All expense claims are available online
In a response, the university says that the time period studied ended in 2015, and that especially in the last two years, things have changed and transparency has improved. Starting in 2017, for instance, all expense claims made by members of the Executive Board are available online. Rules have been made stricter – for example, hotel costs higher than 150 euros a night have to be accompanied by a thorough explanation, and travelling business class requires approval in advance from the chairman of the Supervisory Board.

The university acknowledges that in the 2013-2015 period, some expense claims were ‘insufficiently sober and careful’. Some things were set right immediately (such as the costs for phone calls in the official cars) and in response to the observations, some costs were repaid (approximately 200 euros in dinner costs).

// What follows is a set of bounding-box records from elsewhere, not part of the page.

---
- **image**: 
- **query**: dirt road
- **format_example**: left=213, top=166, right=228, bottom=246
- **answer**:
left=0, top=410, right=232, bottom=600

The university says it’s defendable that a board member who lives far away from the university, travels to work by taxi once or twice a month if a service car with chauffeur was unavailable. This was preferable to driving his own lease car. Emmo Meijer, chairman of the Supervisory Board, says this was his responsibility. “If a board member has to work until late at night, sometimes in combination with dinner or drinks, it’s irresponsible to let him drive himself. At those hours, there’s usually no public transport available either. So I said that in those cases, he could take a taxi. The lease contract for his own car was bad luck; it already existed and we waited until the time was right to cancel it.” The contract was cancelled at the end of 2016.

An atmosphere where we trust one another
Meijer says the study was done well. It led to a more nuanced wording in several rules and agreements. “But I am surprised that the order was given by the minister to research the spending at Utrecht University exclusively.”

He laments the fact that the research is focused on the past, because steps have already been taken towards more transparency. He also defends the late approval of the Executive Board’s intercontinental flights. “You have to be able to trust the board of a large university like the UU. In an atmosphere where we trust one another, it’s unnecessary to have everything pre-approved. But we also have to note that in some cases, the actions don’t speak of sufficient soberness and carefulness. We regret that. In response to this report, we’ve adjusted the rules, so in case of high hotel cost and flying business class, this approval will be taken care of beforehand.”